In federal court in 2005, Arizona successfully defended Proposition 200, which required proof of citizenship for voting and also restricted benefits to illegals. And in 2006, officials won a state-court challenge to Arizona's human smuggling law.

The arguments that liberal groups make against the new law are similar to those made in the past. Foremost among them is the claim that only the federal government can handle immigration matters, and thus the Arizona measure pre-empts federal law.
Lawmakers thought of that ahead of time. "This law was carefully drafted to avoid any legal challenge on pre-emption in two ways," explains Kobach. "One, it perfectly mirrors federal law. Courts usually ask whether a state law is in conflict with federal law, and this law is in perfect harmony with federal law.

"Two, the new law requires local law enforcement officers not to make their own judgment about a person's immigration status but to rely on the federal government," Kobach continues. Any officer who reasonably suspects a person is illegal is required to check with federal Immigration and Customs Enforcement. "As long as the state or city is relying on the federal government to determine immigration status, that will protect against a pre-emption challenge," says Kobach.

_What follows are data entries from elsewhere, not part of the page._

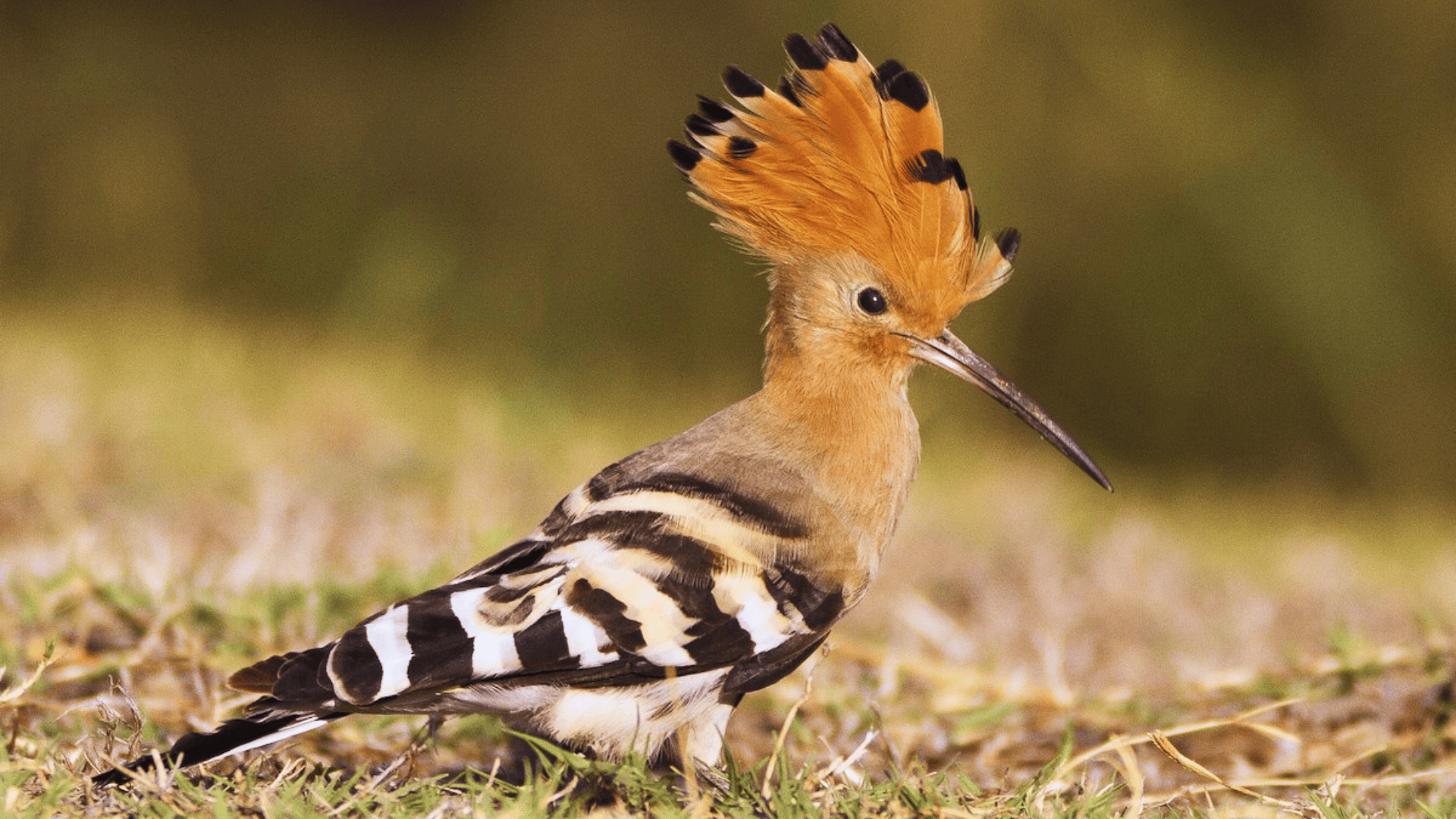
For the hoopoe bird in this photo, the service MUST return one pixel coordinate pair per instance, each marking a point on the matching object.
(679, 579)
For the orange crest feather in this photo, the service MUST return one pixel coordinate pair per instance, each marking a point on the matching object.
(840, 158)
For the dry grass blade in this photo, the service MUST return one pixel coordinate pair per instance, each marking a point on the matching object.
(18, 689)
(788, 722)
(1166, 746)
(1133, 776)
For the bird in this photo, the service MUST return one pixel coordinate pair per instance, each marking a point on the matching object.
(660, 592)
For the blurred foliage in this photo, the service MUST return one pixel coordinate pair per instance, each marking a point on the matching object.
(1241, 219)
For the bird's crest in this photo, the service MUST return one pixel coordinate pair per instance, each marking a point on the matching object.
(840, 158)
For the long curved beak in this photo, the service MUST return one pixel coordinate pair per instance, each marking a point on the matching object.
(952, 356)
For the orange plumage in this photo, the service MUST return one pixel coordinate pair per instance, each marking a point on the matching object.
(843, 158)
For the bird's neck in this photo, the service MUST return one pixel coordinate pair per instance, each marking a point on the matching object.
(852, 428)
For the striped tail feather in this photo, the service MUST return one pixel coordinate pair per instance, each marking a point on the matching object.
(234, 736)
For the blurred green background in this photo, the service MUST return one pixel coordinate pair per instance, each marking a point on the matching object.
(1239, 219)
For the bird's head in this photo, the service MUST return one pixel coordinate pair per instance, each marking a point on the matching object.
(839, 178)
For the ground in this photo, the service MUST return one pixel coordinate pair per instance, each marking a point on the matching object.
(184, 494)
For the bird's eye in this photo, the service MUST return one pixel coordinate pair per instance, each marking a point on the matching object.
(873, 300)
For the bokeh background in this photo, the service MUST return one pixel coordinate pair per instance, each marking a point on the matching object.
(1239, 218)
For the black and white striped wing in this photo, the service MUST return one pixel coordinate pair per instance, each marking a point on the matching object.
(622, 585)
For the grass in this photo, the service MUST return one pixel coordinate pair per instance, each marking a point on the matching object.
(181, 496)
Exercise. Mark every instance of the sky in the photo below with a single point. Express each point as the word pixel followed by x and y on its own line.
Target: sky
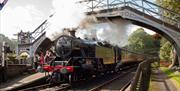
pixel 26 15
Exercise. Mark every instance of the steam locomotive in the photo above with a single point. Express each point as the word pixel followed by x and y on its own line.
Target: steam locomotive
pixel 78 59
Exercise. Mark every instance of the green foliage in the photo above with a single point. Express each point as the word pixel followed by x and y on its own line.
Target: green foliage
pixel 171 74
pixel 140 41
pixel 165 51
pixel 173 5
pixel 166 47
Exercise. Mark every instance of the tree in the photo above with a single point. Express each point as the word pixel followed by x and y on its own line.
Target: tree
pixel 165 51
pixel 173 5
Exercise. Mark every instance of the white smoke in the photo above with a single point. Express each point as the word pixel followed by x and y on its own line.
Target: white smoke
pixel 115 33
pixel 68 14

But what if the Obama administration argues that the law is a burden on the federal government? Or refuses to assist Arizona in determining a person's legality? The drafters thought of that, too. There's a federal statute -- 8 USC 1373, passed during the Clinton years -- requiring the feds to verify a person's immigration status any time a state or local official asks for it. The federal government cannot deny assistance to Arizona without breaking the law itself.